Shares lost nearly 30 percent of their value in trading Wednesday morning as investors fled the stock.
Wall Street analysts thought investors' reaction was too dramatic, however. Morgan Stanley analyst Stephen Byrd called the sell-off "significantly overdone," noting the company's outlook was bearish coming into the report and the solar sector's strong fundamentals. Byrd maintained an Overweight rating for the company with a price target of $104.
Bernstein's Hugh Wynne wrote that the sell-off was "unwarranted," citing a stronger solar installation outlook than when the company initially set 2016 guidance. The analyst expressed confidence in the company's ability to fund its 2016 growth.

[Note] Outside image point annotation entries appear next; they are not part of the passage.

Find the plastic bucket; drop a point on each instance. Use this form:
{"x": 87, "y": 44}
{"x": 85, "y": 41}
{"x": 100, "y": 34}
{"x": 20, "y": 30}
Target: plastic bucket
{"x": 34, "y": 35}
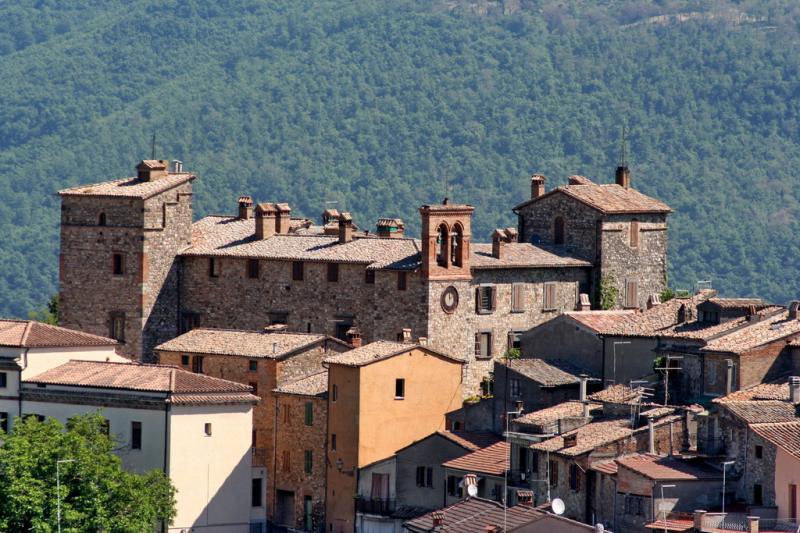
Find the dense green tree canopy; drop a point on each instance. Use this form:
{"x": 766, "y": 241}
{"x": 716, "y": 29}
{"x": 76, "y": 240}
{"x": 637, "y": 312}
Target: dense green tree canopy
{"x": 372, "y": 106}
{"x": 96, "y": 493}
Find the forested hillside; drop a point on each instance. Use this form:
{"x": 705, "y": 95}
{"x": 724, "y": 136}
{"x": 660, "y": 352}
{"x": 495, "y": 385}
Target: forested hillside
{"x": 372, "y": 106}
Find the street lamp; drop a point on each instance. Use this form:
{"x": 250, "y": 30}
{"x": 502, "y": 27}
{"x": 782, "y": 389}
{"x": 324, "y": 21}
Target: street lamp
{"x": 726, "y": 463}
{"x": 58, "y": 488}
{"x": 662, "y": 503}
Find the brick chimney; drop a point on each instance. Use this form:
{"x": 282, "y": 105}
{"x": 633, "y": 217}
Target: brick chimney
{"x": 537, "y": 186}
{"x": 345, "y": 228}
{"x": 283, "y": 218}
{"x": 265, "y": 220}
{"x": 623, "y": 177}
{"x": 245, "y": 207}
{"x": 354, "y": 337}
{"x": 152, "y": 169}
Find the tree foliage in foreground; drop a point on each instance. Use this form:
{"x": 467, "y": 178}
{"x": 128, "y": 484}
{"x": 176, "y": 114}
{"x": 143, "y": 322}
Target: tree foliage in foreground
{"x": 96, "y": 493}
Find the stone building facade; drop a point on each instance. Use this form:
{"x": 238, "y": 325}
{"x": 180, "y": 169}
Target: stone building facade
{"x": 262, "y": 266}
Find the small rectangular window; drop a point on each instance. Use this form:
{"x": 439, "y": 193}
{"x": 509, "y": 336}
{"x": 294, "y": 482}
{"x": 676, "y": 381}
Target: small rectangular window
{"x": 297, "y": 271}
{"x": 549, "y": 302}
{"x": 333, "y": 272}
{"x": 256, "y": 493}
{"x": 136, "y": 435}
{"x": 252, "y": 268}
{"x": 309, "y": 418}
{"x": 117, "y": 264}
{"x": 213, "y": 267}
{"x": 517, "y": 297}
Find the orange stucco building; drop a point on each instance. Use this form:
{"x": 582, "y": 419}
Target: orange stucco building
{"x": 381, "y": 397}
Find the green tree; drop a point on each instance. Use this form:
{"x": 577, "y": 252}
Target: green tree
{"x": 96, "y": 493}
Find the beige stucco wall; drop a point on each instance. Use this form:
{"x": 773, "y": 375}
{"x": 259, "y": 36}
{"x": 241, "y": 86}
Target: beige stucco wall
{"x": 211, "y": 473}
{"x": 787, "y": 471}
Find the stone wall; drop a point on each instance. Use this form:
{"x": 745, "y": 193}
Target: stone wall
{"x": 454, "y": 332}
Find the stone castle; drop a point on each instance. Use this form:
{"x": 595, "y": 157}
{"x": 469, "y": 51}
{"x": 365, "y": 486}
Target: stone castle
{"x": 134, "y": 266}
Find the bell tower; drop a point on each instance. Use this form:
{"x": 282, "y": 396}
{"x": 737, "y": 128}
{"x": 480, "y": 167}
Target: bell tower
{"x": 446, "y": 240}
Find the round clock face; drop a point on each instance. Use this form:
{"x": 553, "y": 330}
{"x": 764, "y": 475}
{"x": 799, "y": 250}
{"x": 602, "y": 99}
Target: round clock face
{"x": 450, "y": 299}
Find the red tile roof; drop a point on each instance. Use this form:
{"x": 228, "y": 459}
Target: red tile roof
{"x": 607, "y": 198}
{"x": 32, "y": 334}
{"x": 130, "y": 187}
{"x": 660, "y": 468}
{"x": 492, "y": 460}
{"x": 181, "y": 385}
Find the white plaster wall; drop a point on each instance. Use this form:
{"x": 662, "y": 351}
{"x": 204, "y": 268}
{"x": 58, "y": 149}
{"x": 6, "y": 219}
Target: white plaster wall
{"x": 212, "y": 473}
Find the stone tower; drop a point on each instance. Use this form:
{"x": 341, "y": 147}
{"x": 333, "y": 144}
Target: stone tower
{"x": 118, "y": 274}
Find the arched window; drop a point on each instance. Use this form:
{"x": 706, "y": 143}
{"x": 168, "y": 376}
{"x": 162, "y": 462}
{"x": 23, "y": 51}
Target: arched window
{"x": 442, "y": 244}
{"x": 457, "y": 245}
{"x": 634, "y": 233}
{"x": 558, "y": 235}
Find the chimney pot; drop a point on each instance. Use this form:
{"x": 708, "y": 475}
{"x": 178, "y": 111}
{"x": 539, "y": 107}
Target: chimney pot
{"x": 623, "y": 177}
{"x": 537, "y": 186}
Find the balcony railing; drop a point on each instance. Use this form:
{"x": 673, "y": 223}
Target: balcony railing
{"x": 377, "y": 506}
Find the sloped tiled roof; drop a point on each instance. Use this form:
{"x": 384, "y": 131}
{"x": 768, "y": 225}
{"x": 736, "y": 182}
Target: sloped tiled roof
{"x": 242, "y": 343}
{"x": 379, "y": 350}
{"x": 492, "y": 460}
{"x": 785, "y": 435}
{"x": 607, "y": 198}
{"x": 667, "y": 468}
{"x": 313, "y": 385}
{"x": 522, "y": 255}
{"x": 549, "y": 372}
{"x": 195, "y": 388}
{"x": 32, "y": 334}
{"x": 130, "y": 187}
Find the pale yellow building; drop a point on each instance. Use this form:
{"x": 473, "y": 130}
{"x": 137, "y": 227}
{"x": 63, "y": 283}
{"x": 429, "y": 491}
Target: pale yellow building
{"x": 381, "y": 397}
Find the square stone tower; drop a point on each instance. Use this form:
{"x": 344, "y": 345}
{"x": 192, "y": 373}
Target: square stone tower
{"x": 118, "y": 275}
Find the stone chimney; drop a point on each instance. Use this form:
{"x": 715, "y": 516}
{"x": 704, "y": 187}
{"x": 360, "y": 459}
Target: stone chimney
{"x": 537, "y": 186}
{"x": 345, "y": 228}
{"x": 390, "y": 228}
{"x": 794, "y": 389}
{"x": 245, "y": 207}
{"x": 623, "y": 177}
{"x": 265, "y": 220}
{"x": 152, "y": 169}
{"x": 354, "y": 337}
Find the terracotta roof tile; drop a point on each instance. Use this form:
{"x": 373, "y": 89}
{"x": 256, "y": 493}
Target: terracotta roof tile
{"x": 598, "y": 321}
{"x": 32, "y": 334}
{"x": 313, "y": 385}
{"x": 608, "y": 198}
{"x": 667, "y": 468}
{"x": 475, "y": 515}
{"x": 242, "y": 343}
{"x": 785, "y": 435}
{"x": 492, "y": 460}
{"x": 769, "y": 329}
{"x": 379, "y": 350}
{"x": 182, "y": 386}
{"x": 130, "y": 187}
{"x": 522, "y": 255}
{"x": 230, "y": 236}
{"x": 549, "y": 373}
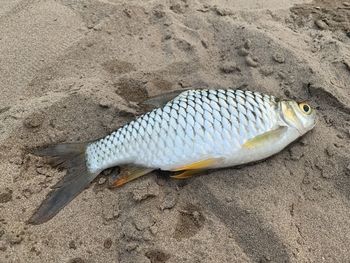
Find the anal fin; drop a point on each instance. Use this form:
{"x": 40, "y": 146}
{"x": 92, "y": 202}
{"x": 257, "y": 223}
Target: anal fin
{"x": 186, "y": 174}
{"x": 200, "y": 165}
{"x": 129, "y": 173}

Stifel Nicolaus, Raymond James and Deustche Bank, all upgraded SolarCity to Buy despite lowering price targets to $65.00, $60.00 and $49.00. Roth Capital also upgraded the company to Buy.
JP Morgan and Credit Suisse maintained Overweight and Outperform ratings and lowered price targets to $44.00 and $89.00, respectively.
Other solar companies' stock tumbled with SolarCity, with Sunrun Inc
shares falling by 11 percent Wednesday morning. SunPower Corporation
SPWR was down nearly 3 percent.
SolarCity shares sat at $19.46 at time of writing, less than a third of an August 2015 high of $60.17.